# Invading species. com A must read.



## Ciddian (Mar 15, 2006)

Hey guys, so I was flipping through the paper as I watched the kiddo roll around and I happened upon an article in the sun. (http://www.torontosun.com/news/columnists/mike_strobel/2010/06/01/14217821.html)

I got a bit irritated with this statement.


> Aquarium fanciers and live-fish markets are the usual suspects.


Simply because it does ring a bit true. I really hope that everyone on this site is responsible and does import or keep these guys (or any invasive for that matter) Or for heavens sakes don't post about keeping them on this site. 

Even thinking that you are being responsible by dumping an over grown snake head into a friends pond doesn't really help.



> The northern snakehead can survive four days out of water, thanks to a primitive lung above its gills. AND IT "WALKS" ON LAND!


I love every type of fish but the idea of these guys taking over our lakes just freaks me out.

At least we'll have something to eat the Asian carp when they get here..

So please, have a read and get informed! Save our natural eco system and keep your fishies in your tanks!

http://www.invadingspecies.com/indexen.cfm


----------



## Joeee (Apr 3, 2010)

We should all bombard his email. xD


----------



## Ciddian (Mar 15, 2006)

I am usually irritated with the guy.. LOL but I am happy he did point out the issue... Just hate to have a blanket statement.

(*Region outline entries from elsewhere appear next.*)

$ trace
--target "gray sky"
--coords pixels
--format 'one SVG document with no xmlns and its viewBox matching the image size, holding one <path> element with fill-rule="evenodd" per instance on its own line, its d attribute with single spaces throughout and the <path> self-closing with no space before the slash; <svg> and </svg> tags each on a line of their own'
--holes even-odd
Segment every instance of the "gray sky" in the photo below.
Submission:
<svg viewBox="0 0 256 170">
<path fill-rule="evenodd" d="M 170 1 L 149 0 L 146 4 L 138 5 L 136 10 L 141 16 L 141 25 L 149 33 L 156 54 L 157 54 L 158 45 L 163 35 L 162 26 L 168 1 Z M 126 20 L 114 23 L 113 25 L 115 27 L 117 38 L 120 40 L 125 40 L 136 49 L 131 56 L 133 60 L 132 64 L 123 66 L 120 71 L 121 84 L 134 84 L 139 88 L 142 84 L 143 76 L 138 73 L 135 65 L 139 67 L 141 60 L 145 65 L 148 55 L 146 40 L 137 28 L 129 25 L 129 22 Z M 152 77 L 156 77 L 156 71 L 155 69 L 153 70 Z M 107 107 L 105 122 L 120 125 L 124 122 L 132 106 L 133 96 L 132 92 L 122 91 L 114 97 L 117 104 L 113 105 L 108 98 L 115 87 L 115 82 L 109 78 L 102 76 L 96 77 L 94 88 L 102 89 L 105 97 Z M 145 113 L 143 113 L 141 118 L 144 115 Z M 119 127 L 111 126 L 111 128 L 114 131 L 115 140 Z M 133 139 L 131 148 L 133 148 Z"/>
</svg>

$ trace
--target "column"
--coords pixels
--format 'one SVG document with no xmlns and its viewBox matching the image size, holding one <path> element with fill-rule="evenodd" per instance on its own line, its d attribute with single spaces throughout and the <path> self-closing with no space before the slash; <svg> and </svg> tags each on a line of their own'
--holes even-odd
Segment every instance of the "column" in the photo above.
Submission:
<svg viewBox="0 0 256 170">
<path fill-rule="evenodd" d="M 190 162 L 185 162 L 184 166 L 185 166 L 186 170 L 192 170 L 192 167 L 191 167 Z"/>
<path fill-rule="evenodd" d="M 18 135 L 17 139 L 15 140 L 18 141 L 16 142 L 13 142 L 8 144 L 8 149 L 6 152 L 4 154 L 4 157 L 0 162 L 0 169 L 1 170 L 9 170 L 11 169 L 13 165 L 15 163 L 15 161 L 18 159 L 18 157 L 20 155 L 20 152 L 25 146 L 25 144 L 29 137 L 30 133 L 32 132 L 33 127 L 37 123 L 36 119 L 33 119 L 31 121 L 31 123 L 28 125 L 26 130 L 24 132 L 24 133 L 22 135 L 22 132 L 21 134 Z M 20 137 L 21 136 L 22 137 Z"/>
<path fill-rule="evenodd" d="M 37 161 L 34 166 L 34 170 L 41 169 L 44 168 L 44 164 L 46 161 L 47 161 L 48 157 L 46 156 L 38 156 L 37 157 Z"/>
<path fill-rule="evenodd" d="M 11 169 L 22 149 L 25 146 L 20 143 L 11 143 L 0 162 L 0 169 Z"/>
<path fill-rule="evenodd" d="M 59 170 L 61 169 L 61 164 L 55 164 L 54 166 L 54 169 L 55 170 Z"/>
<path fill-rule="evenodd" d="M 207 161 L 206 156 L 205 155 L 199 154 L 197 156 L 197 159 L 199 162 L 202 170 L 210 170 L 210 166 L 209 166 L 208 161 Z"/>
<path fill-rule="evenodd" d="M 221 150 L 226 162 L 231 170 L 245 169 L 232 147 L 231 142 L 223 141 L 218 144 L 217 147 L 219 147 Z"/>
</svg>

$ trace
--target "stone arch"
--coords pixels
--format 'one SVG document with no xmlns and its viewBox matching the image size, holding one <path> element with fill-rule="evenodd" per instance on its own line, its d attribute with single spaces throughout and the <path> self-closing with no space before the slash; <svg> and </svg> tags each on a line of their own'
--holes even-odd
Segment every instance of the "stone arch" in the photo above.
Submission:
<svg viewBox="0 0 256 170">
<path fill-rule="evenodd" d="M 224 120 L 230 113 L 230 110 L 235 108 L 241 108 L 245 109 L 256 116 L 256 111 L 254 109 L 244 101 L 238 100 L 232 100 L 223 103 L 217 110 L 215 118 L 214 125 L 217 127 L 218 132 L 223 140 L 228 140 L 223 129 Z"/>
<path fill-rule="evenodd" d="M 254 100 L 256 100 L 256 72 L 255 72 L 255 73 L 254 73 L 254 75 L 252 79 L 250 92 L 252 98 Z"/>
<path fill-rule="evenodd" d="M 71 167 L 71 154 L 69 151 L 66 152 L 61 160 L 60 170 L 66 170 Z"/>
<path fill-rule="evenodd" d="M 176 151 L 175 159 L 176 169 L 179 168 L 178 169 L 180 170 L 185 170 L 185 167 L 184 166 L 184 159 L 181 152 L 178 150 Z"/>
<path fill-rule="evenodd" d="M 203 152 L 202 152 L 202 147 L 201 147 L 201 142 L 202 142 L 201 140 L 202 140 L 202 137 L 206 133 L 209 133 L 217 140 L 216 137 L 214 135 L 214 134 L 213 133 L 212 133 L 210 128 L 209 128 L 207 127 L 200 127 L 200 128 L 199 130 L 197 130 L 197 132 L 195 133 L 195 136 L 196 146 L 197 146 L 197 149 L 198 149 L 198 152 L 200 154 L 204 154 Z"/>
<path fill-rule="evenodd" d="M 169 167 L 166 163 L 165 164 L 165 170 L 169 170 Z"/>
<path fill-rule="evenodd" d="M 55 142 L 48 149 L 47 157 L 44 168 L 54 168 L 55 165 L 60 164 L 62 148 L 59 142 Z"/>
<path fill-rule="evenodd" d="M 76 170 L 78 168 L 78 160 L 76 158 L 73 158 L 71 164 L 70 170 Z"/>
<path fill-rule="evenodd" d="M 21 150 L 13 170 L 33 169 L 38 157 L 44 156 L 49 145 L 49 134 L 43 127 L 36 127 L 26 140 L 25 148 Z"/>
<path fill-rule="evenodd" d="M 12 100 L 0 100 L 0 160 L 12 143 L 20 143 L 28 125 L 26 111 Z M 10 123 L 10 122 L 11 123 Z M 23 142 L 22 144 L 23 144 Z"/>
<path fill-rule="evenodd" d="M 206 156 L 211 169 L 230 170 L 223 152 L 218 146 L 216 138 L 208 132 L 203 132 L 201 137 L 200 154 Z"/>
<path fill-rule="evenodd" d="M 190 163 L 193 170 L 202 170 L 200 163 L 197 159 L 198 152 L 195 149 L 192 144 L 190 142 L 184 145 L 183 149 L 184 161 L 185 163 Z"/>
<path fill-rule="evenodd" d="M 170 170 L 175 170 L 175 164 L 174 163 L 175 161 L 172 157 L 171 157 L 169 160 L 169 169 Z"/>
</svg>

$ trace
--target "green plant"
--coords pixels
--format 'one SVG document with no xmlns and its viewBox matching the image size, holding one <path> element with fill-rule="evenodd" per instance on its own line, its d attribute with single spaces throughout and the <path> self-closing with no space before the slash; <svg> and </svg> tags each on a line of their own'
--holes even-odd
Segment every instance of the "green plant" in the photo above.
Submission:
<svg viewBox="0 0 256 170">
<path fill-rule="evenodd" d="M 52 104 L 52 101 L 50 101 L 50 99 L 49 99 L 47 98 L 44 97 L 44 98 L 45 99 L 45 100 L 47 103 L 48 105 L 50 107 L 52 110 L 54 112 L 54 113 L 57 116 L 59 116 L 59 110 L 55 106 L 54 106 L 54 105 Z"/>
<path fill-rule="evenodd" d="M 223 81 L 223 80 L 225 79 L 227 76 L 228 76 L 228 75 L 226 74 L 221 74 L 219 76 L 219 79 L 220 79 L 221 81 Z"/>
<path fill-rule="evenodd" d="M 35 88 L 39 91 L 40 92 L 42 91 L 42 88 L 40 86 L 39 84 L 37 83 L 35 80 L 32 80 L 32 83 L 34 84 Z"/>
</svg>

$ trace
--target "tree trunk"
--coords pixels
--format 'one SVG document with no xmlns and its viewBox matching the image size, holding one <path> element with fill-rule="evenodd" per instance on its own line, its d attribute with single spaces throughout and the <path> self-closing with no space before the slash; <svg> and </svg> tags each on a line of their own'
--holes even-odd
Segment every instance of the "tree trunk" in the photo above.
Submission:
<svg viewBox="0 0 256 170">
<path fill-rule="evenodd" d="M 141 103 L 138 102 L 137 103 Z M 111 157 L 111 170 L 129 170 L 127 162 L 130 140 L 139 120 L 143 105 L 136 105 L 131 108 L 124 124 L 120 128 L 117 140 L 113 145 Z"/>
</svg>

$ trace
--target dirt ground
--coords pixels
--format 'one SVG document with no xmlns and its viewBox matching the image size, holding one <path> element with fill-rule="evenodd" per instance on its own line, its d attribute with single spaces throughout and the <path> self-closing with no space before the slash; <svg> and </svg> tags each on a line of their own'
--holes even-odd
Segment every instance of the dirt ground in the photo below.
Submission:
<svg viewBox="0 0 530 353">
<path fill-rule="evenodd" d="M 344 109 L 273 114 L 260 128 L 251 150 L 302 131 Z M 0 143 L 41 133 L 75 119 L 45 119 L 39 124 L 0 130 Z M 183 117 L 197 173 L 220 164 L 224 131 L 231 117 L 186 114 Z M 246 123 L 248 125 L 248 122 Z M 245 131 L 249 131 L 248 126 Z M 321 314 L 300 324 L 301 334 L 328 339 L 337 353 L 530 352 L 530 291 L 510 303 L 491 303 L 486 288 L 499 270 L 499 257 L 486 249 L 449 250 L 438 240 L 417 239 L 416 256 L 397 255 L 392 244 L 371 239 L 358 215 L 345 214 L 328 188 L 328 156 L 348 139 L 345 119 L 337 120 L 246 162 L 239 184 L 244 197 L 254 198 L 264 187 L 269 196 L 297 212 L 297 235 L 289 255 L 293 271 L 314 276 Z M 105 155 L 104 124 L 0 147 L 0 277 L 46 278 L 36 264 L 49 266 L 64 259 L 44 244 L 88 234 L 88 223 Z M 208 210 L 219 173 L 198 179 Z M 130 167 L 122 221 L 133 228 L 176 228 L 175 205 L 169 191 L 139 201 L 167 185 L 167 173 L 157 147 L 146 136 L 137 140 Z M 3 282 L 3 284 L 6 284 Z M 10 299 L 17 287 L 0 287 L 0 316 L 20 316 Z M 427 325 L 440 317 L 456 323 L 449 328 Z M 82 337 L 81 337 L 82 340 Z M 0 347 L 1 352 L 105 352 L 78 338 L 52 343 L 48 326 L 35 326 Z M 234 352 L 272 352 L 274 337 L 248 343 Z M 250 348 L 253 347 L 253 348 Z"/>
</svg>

A friend of mine mentioned that Snakeheads don't really get out and walk away unless their patch of water is drying up.. But still if they are as hardy as they say they are who knows what they might do. lol


----------



## Bebu (Jul 24, 2009)

I understand and agree TOTALLY on the ban... However, this is too extreme for me...

http://blogs.courierpostonline.com/fishhead/tag/banned-snakehead/


----------



## Cory (May 2, 2008)

There's a great nat geo documentary about invading snakeheads specifically on the potomaic (or whatever that big historical US river is called lol). It's called Fishzilla and it really makes you understand the risk these buggers pose. I always shudder when I hear people are still keeping these in the city. There are so few people who can house them properly and keep up their requirements that Im certain most end up either killed or released anyways. 

I also saw one on Asian carp but I can't remember the name. I think that one is on youtube. Not as ferocious but as an invader just as dangerous. 

Here's to hoping everyone is being responsible.


----------



## Ciddian (Mar 15, 2006)

Bebu said:


> I understand and agree TOTALLY on the ban... However, this is too extreme for me...
> 
> http://blogs.courierpostonline.com/fishhead/tag/banned-snakehead/


That is a shame that its a close pet, however I am wondering why everyone even found out about it? I am wondering if he was posting about it online when really he should have chose to keep that private if that fish did matter that much.

It looks weird btw.. do snake heads look like that after 10 years? I thought it would have been bigger.


----------



## KhuliLoachFan (Mar 8, 2008)

Conscientious knowledgeable fishkeepers are not the problem.

Noobs who want a pretty fish, and then dump it out into a native body of water when it gets too big for them, can be considered at fault. They are not fish-keeping hobbyists at all, but rather ignorant and thoughtless human beings.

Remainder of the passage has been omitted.